The Breathe Project, a program of the Heinz Endowments, honored three local champions of clean air and sustainability on Tuesday during a ceremony at the Hill House Association.

The inaugural recipients of the Breathe Awards include Brian Brown, a volunteer with the Breathe Project and a member of the Hill District Consensus Group; Global Links, a nonprofit medical relief organization; and PITT OHIO, a trucking company.

Brian Brown, 23, volunteers to help the Breathe Project in their youth outreach effort. He said kids need to be introduced to environmental issues at a young age.

“For me personally, as a young person, you have to be exposed," Brown said. "Basically, I think that’s when education should come in. That’s the prime time to integrate social justice, environmental issues.”

Kathleen Hower is the CEO and co-founder of Global Links, which repurposes old medical supplies from tri-state area hospitals for health-related uses throughout the country and the world.

She said that environmental and health issues are intrinsically linked.

“We believe that health is a human right," Hower said. "You can’t have good health if you don’t have clean air and clean water. So it was a natural fit for us to be involved and to do everything we can do to make our organization as sustainable as possible, and to cut down on any pollution or carbon fuels that we’re using to improve the air quality here in Pittsburgh.”

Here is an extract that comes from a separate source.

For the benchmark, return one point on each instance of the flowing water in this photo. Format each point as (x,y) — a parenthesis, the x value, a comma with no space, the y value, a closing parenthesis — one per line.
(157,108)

PITT OHIO is the one for-profit company that was honored at today’s ceremony, and Chief Marketing Officer Geoff Muessig said that sustainable practices simply make good business sense, especially in the trucking industry.

“We recognize that carbon output and your carbon footprint is really a cost, is a sign of waste," he said. "And any time you can take cost out of your system, you’re reducing your transportation costs, and at that point you can pass some of that savings onto your customers.”

Pittsburgh regularly ranks as having some of the dirtiest air in the nation, as ranked by the American Lung Association. This pollution comes primarily from coal-powered electrical generation and motor vehicles, according to a 2012 report by the University of Pittsburgh Graduate School of Public Health.

Former Pittsburgh Steelers running back Franco Harris, a Breathe Project Leadership Group member, said the area’s poor air quality is counter to the way Pittsburghers view their city.

“Right now we are one of the worst cities in the country with our air quality, and we as Pittsburghers, we don’t like that," he said. "We don’t like being in the bottom of anything.”

The Heinz Endowments launched the Breathe Project in 2011 as a way to build a clean air coalition between public health professionals, elected officials, environmental advocates, non-profit organizations and private corporations.